7th November 2016, 08:54 AM
Hi Cain,

Those odds makes sense because with lay bets it isn't Betfair who pays out at 3.75 odds, it is the lay bettor who does. A guaranteed win opportunity only occurs if the lay odds (adjusted for commission) are less than the bet365 odds.

With Betfair back odds you play the role of the punter, while with lay odds you play the role of the bookmaker. If you place a back wager you are hoping the selection will win and if you place a lay wager you are hoping the selection will lose.

If you placed a \$10 lay bet on the draw at 3.75 odds, you are effectively playing the role of the bookmaker, with some other Betfair member playing the role of the punter with a \$10 back bet. The amount of funds at risk with a lay bet are dependent on the odds, not just the stake. The member who is backing the draw stands to lose \$10 if the bet loses and win a \$27.50 profit if the bet wins. In contrast, as the lay bettor you will win \$10 if the draw doesn't occur but will lose \$27.50 if the result is a draw.

A guaranteed win is possible if the lay odds (adjusted for commission) are less than the bet365 odds. This is because when you're a lay bettor you want lower odds, not higher odds.

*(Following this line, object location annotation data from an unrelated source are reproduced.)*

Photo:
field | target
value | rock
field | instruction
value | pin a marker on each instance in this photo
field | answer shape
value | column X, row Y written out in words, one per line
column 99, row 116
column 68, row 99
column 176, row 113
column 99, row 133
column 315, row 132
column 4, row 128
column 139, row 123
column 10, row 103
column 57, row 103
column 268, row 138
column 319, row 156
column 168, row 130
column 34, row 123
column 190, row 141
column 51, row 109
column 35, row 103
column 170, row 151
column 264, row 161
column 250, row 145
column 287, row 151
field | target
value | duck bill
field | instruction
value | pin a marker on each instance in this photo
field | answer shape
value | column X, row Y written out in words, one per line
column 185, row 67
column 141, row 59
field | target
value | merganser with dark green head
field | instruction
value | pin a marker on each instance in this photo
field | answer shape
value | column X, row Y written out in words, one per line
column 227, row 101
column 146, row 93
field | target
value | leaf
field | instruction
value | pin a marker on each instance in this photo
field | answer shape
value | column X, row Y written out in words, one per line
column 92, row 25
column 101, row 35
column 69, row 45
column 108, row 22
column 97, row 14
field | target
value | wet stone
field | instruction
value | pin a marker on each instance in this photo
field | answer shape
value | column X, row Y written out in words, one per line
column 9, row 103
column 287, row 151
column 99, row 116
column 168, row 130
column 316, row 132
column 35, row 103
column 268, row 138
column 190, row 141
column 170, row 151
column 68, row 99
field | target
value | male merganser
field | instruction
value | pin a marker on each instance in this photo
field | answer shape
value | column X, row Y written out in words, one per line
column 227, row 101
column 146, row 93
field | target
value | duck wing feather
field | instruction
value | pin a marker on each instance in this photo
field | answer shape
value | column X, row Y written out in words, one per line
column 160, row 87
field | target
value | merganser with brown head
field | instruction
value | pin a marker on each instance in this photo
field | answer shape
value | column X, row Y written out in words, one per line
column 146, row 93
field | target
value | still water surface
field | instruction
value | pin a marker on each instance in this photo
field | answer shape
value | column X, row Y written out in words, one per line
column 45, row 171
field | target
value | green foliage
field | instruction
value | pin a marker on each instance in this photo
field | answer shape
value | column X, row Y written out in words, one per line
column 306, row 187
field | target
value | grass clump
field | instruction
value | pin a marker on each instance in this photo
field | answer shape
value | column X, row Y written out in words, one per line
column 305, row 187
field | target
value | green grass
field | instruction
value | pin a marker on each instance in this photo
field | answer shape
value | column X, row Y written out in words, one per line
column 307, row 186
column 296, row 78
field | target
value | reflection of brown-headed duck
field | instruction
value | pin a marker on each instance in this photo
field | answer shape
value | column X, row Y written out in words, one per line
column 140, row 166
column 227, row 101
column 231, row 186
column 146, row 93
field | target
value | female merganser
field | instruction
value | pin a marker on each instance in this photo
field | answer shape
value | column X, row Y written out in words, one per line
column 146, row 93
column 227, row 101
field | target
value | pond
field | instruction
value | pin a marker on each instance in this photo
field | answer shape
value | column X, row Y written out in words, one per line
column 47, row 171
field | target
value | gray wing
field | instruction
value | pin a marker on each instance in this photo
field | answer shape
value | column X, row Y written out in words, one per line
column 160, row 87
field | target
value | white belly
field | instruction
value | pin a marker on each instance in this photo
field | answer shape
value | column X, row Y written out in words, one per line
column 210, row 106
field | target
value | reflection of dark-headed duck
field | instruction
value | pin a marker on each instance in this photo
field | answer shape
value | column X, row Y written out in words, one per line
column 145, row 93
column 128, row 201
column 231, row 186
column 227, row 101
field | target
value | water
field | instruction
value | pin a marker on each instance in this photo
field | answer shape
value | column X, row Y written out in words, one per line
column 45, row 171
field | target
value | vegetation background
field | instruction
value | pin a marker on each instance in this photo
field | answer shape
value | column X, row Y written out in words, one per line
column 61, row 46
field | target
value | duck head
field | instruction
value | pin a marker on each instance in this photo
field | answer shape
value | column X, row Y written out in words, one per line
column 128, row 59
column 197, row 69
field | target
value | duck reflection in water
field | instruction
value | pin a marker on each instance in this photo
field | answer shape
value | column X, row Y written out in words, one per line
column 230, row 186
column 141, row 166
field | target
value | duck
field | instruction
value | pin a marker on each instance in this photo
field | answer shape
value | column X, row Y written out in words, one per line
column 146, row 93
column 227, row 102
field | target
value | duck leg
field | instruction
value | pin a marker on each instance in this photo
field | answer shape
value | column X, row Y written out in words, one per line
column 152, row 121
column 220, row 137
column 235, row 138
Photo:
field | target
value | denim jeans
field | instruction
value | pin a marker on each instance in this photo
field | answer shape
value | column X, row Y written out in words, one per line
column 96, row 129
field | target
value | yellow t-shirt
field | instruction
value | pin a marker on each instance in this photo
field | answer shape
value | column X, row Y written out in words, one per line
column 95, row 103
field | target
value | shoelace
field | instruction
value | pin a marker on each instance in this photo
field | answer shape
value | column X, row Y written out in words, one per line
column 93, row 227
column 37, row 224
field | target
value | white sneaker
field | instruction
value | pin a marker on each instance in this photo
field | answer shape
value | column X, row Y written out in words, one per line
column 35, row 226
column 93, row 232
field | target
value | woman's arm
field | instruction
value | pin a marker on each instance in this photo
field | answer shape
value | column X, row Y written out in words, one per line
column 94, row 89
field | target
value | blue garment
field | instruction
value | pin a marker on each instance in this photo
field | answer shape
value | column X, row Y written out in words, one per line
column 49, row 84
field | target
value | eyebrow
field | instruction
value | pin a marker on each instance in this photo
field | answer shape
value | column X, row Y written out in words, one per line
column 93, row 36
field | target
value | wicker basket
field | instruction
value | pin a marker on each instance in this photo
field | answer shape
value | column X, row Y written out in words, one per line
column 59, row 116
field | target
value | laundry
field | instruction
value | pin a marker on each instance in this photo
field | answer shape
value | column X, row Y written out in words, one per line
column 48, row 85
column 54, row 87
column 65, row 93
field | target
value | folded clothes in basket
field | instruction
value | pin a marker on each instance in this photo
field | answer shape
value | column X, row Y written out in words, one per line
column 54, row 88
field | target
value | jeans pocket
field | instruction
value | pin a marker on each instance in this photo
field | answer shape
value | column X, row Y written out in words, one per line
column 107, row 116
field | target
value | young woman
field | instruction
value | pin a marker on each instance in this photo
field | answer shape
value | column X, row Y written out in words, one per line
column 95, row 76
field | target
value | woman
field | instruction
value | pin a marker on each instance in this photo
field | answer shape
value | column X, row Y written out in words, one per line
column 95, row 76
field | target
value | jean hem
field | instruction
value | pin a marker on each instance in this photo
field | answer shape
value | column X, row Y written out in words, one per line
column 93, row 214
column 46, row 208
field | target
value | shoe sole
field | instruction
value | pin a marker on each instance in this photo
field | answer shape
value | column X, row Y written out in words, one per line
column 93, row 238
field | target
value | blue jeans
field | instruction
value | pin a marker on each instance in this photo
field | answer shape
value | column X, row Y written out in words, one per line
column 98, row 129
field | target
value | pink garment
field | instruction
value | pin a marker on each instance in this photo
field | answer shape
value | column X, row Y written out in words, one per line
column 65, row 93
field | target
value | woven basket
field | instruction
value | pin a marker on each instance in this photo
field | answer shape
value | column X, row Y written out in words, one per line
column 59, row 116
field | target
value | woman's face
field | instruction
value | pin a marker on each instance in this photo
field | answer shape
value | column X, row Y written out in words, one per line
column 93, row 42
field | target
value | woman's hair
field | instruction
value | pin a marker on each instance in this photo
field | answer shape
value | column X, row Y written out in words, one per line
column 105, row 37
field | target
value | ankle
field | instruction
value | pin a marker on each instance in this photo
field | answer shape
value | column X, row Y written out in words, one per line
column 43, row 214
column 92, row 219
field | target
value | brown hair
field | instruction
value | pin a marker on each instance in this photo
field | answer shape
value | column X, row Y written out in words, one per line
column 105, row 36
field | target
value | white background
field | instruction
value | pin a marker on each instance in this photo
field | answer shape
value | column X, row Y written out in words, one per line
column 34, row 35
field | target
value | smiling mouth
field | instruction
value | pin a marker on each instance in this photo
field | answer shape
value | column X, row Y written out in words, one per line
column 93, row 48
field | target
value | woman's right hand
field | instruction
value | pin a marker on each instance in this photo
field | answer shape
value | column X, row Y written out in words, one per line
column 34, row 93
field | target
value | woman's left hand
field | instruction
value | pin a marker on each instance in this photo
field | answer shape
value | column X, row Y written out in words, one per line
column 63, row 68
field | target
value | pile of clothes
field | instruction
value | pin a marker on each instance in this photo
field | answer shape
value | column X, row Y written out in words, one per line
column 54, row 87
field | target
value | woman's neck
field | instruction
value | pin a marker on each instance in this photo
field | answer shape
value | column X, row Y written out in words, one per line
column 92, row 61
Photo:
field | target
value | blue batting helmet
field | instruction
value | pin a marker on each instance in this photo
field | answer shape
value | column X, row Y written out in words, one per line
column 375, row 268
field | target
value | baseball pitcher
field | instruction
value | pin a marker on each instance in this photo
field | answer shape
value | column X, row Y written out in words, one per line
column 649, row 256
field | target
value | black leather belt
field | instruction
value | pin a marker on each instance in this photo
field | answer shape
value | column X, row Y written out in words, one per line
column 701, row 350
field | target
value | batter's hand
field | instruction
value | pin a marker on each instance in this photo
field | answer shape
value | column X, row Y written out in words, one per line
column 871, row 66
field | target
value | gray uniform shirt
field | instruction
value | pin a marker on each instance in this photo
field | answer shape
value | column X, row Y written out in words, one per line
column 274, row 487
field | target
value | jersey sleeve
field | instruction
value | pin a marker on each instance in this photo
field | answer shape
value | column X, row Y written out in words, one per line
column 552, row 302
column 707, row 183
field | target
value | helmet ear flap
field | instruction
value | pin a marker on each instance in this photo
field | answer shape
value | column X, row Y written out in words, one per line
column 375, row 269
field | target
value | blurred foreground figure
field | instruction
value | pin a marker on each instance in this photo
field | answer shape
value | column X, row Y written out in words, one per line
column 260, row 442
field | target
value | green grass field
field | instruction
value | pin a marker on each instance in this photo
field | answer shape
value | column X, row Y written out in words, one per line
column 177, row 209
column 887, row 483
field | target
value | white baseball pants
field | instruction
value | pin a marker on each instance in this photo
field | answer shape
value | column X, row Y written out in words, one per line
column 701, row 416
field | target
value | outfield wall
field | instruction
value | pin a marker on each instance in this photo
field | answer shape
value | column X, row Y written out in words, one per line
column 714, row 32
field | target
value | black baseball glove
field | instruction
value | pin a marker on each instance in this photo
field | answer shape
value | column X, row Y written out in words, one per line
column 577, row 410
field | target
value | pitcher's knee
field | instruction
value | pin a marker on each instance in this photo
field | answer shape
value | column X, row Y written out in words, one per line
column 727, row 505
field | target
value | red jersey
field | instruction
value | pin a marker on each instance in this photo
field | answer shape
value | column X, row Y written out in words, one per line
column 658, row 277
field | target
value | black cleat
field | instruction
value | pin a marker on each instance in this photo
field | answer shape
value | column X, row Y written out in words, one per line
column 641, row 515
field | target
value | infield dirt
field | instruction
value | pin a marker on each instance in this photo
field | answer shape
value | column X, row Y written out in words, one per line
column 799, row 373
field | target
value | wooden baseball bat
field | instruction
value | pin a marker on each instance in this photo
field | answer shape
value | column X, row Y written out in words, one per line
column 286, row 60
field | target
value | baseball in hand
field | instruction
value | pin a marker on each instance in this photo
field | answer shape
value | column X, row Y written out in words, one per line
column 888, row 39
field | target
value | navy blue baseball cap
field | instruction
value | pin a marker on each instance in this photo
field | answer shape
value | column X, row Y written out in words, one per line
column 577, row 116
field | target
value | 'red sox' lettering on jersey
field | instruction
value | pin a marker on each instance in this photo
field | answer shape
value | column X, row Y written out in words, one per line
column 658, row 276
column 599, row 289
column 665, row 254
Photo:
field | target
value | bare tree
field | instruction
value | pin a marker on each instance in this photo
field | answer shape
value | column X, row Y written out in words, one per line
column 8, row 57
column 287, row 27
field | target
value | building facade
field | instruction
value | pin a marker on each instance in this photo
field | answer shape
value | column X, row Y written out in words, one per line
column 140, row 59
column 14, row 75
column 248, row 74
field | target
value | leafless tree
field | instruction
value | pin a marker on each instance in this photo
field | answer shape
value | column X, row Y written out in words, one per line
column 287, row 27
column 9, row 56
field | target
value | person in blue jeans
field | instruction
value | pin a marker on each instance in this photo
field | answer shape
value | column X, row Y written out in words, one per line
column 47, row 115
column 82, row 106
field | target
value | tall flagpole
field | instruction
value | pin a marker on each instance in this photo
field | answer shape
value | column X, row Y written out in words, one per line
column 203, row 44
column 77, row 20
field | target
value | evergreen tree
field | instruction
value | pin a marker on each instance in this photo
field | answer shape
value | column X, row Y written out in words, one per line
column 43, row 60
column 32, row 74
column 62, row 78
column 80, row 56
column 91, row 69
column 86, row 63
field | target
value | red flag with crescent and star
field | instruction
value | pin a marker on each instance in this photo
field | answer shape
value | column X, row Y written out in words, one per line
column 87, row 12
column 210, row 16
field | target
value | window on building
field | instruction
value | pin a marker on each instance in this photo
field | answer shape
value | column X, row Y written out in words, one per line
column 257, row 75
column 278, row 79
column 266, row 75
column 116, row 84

Playing around with this calculator may help to clarify things:
http://www.aussportsbetting.com/tools/online-calculators/betting-exchange-arbitrage-hedging-calculator/

For the Original Wager Details, enter 100 as the stake, 3.60 as the back odds and 0% commission (because it's a back bet with bet365). Then enter 3.75 lay odds, No for "With same exchange as original wager?" and 5% as the exchange commission. The calculator will inform you that the lay odds need to bet below 3.47 for a guaranteed opportunity to make money. If you instead enter 3.30 as the lay odds the calculator will show a number of strategies to make a guaranteed profit.